WASHINGTON --For months as the U.S. housing market unraveled, the Bush administration, the Federal Reserve, and most economists maintained the decline did not risk hitting the economy at large, but economists are growing increasingly concerned the broad economy may take a hit.
An abrupt exodus of more than two dozen so-called subprime lenders from the market has heightened fears other lenders may soon start choking off credit to businesses and consumers.
Economists, and the Bush administration, agree falling house prices and rising defaults by borrowers with poor credit in the subprime mortgage market may mean slower U.S. economic growth this year.
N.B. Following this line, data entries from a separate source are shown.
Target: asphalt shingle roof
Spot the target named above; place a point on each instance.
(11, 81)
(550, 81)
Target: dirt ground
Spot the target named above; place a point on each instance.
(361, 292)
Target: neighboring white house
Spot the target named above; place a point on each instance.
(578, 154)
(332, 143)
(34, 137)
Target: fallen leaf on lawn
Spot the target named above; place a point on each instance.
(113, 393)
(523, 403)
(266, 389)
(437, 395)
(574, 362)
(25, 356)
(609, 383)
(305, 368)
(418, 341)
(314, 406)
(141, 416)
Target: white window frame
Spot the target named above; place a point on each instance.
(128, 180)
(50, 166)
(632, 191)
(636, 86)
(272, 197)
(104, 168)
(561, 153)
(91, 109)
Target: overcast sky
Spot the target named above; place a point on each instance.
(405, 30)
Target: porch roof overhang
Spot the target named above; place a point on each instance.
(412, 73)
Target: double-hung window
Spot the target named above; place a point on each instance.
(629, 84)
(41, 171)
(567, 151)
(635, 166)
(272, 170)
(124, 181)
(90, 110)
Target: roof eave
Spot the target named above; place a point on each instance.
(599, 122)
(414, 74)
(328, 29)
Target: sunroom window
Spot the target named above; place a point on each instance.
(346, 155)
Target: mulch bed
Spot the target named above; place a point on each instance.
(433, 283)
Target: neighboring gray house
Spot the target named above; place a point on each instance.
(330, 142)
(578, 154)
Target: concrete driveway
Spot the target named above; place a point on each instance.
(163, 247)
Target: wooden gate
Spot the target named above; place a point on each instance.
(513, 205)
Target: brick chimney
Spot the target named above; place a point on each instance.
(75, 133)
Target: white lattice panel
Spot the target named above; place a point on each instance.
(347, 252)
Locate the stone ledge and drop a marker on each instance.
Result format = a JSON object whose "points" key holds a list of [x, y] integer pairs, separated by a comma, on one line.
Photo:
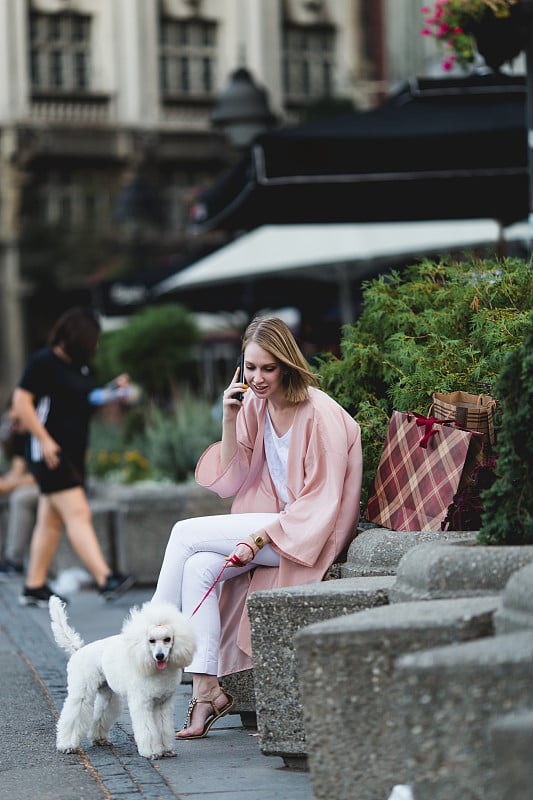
{"points": [[434, 571], [378, 551], [361, 701], [449, 697]]}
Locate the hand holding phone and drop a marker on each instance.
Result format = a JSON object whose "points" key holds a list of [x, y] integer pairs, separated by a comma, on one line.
{"points": [[240, 363]]}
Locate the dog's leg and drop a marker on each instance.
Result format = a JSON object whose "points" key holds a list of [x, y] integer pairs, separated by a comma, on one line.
{"points": [[107, 708], [75, 718], [168, 732]]}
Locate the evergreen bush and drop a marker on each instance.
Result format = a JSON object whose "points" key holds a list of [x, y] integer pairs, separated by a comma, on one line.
{"points": [[507, 516], [434, 327], [155, 348]]}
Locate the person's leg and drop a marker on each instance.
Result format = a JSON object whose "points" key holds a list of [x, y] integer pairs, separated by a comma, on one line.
{"points": [[73, 507], [21, 522], [193, 560], [44, 543]]}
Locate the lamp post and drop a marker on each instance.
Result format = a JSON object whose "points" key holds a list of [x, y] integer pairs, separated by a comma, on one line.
{"points": [[242, 110], [528, 9]]}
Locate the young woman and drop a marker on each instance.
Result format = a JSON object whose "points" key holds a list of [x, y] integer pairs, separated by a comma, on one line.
{"points": [[52, 403], [292, 458]]}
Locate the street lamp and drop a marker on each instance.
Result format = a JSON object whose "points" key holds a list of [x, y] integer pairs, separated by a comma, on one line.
{"points": [[242, 110]]}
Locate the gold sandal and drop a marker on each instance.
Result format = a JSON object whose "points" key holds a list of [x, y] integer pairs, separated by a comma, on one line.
{"points": [[216, 714]]}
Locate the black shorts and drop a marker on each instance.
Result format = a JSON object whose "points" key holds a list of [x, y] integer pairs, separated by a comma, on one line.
{"points": [[65, 476]]}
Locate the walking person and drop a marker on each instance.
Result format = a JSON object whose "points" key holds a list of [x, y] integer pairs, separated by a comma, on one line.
{"points": [[18, 486], [291, 457], [53, 404]]}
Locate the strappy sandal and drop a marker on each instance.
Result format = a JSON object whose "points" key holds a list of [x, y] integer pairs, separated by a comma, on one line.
{"points": [[216, 713]]}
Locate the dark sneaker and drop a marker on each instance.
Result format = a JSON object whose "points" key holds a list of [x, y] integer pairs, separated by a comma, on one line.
{"points": [[9, 569], [38, 597], [115, 585]]}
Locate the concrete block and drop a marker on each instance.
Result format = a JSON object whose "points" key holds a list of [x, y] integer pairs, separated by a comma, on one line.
{"points": [[449, 698], [146, 517], [377, 551], [241, 686], [275, 616], [434, 571], [516, 611], [145, 514], [353, 733], [512, 748]]}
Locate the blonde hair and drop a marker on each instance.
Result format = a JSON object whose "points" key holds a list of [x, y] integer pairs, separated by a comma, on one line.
{"points": [[274, 336]]}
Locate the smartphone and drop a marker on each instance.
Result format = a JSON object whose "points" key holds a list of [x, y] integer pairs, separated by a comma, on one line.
{"points": [[240, 363]]}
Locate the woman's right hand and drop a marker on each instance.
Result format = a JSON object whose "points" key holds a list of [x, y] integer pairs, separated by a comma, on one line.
{"points": [[230, 404]]}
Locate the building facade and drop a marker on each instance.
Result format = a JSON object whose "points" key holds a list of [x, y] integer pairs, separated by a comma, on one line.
{"points": [[106, 131]]}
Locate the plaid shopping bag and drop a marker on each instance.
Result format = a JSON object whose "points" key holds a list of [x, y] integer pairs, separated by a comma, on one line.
{"points": [[419, 472]]}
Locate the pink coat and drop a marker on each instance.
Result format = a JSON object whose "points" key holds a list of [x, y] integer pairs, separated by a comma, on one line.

"We know that the housing market will have an impact on GDP over the next six months," Edward Lazear, chairman of the White House Council of Economic Advisers, said this week.
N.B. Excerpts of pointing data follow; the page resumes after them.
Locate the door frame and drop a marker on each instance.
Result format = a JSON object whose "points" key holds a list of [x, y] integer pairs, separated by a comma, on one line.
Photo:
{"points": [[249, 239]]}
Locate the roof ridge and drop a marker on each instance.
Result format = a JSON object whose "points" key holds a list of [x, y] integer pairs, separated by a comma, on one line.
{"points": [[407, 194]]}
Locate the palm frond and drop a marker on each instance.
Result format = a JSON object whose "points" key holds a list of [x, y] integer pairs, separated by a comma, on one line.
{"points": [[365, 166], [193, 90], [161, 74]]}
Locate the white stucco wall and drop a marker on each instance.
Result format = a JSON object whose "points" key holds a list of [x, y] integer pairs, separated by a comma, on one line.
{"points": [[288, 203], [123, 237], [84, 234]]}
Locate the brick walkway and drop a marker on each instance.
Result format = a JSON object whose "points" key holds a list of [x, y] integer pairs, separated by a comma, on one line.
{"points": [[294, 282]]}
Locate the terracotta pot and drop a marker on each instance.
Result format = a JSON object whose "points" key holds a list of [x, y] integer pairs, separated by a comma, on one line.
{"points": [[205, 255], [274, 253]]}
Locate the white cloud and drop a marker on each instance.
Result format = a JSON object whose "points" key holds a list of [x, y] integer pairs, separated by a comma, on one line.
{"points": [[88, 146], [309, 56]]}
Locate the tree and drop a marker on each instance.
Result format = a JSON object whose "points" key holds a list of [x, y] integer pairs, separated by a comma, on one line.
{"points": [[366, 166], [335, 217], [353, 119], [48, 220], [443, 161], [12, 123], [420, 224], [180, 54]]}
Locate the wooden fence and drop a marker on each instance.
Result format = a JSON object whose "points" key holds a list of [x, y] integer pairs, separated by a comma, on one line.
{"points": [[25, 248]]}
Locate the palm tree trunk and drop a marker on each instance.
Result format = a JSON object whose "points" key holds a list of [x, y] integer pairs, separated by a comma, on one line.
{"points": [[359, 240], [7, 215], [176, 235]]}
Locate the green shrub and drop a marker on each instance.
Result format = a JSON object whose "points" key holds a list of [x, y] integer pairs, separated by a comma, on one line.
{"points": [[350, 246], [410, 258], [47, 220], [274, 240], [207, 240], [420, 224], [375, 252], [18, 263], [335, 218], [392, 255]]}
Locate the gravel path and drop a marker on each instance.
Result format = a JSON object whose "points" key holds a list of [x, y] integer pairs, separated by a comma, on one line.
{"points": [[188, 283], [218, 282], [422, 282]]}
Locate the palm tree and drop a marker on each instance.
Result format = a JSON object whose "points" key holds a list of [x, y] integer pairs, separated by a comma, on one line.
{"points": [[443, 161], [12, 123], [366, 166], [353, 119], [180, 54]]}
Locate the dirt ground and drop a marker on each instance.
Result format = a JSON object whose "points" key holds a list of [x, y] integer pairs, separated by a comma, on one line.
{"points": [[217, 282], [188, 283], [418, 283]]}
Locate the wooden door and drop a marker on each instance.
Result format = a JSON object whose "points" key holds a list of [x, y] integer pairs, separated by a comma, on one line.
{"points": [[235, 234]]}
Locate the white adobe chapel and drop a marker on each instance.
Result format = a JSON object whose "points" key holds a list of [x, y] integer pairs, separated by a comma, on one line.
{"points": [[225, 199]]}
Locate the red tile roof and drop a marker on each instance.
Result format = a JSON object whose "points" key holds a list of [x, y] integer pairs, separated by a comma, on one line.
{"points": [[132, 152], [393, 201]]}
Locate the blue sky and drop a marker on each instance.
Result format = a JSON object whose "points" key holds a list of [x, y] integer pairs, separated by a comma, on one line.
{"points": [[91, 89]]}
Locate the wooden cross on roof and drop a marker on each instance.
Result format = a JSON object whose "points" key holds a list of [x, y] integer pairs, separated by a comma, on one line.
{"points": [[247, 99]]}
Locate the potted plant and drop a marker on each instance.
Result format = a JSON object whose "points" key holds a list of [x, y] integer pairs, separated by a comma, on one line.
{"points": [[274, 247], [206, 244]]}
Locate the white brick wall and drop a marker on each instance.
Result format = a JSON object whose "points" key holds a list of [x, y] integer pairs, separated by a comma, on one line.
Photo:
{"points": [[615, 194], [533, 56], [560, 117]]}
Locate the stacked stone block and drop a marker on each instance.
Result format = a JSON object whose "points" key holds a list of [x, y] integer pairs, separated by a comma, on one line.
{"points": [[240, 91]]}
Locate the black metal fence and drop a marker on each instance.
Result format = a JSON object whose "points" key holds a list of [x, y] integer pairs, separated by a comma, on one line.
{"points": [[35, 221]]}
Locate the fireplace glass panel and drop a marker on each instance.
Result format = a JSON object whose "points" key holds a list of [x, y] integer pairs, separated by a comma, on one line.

When asked how subprime mortgage market troubles would weigh on the economy, Lazear said the banking sector was still strong, but delinquencies are high and lenders, even outside of the subprime market, have begun to tighten up credit.
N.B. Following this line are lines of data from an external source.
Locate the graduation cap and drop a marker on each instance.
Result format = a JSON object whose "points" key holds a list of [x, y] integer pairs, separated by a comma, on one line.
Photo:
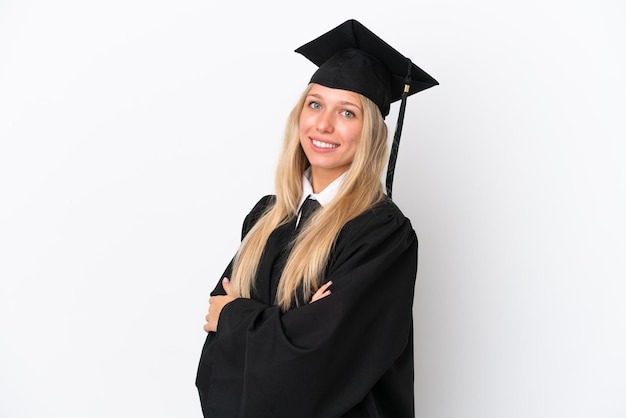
{"points": [[351, 57]]}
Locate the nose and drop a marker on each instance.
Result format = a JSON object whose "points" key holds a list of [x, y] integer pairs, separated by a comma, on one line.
{"points": [[325, 122]]}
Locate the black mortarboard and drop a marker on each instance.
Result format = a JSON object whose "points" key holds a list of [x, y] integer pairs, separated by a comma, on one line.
{"points": [[351, 57]]}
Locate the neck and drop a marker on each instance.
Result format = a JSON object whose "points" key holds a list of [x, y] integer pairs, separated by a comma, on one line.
{"points": [[320, 179]]}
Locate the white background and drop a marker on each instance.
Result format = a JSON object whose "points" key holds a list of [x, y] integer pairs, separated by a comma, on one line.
{"points": [[135, 135]]}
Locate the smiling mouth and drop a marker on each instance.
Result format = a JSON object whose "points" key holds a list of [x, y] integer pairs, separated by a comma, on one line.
{"points": [[321, 144]]}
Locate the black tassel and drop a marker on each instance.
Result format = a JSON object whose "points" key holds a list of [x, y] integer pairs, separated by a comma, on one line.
{"points": [[393, 155]]}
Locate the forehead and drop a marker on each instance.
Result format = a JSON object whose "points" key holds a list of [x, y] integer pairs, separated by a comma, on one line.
{"points": [[338, 95]]}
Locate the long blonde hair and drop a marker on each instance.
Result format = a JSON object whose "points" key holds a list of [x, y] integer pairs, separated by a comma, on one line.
{"points": [[305, 267]]}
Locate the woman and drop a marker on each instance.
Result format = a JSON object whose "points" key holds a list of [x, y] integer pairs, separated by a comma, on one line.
{"points": [[313, 317]]}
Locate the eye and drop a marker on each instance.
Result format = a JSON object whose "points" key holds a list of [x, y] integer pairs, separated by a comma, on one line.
{"points": [[348, 113], [314, 105]]}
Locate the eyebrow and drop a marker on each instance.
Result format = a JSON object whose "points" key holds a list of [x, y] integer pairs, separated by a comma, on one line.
{"points": [[342, 102]]}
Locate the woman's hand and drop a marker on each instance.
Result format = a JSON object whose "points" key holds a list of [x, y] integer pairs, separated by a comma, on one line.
{"points": [[322, 292], [216, 304]]}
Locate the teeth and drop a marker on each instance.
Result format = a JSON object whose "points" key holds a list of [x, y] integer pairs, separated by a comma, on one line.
{"points": [[321, 144]]}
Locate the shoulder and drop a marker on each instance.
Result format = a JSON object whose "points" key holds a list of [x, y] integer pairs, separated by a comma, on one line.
{"points": [[383, 219], [257, 211]]}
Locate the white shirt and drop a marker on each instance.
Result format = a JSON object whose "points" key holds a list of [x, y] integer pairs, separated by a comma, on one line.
{"points": [[325, 196]]}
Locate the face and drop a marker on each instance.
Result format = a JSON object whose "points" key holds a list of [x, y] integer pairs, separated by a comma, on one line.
{"points": [[330, 130]]}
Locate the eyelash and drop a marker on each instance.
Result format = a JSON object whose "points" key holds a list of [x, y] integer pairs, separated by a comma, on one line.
{"points": [[346, 113]]}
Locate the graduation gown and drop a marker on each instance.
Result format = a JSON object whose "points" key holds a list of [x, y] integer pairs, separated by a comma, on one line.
{"points": [[349, 354]]}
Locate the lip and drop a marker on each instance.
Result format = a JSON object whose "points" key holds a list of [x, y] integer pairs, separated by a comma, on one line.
{"points": [[317, 148]]}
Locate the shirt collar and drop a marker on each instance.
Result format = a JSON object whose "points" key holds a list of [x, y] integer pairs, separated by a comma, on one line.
{"points": [[325, 196]]}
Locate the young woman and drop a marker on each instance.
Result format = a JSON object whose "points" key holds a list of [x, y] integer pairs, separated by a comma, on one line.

"It's clearly going to increase the cost of capital and on the margin its going to be less conducive of capital spending," said Richard DeKaser, chief economist at National City Corp. in Cleveland.
According to the Mortgage Bankers Association's most recent data, the proportion of mortgages in the initial stages of foreclosure during the fourth quarter of last year hit its highest in the 37-year history of the association's survey.
In addition, commercial banks have tightened their lending standards. According to the Federal Reserve's most recent Senior Loan Officers Survey released last month, which covered lending business at the end of last year, domestic banks reported tightening standards on all residential mortgages, the highest net fraction seen since the early 1990s.
"The extent of the tightening of credit conditions for borrowers has yet to be fully clarified, and bears continual monitoring," Citigroup economist Steven Wieting wrote in a report this week.
About 45 percent of bank loan officers in the Fed survey said they expect a deterioration in the quality of the loans they make, ranging from loans for business investment to commercial real estate loans.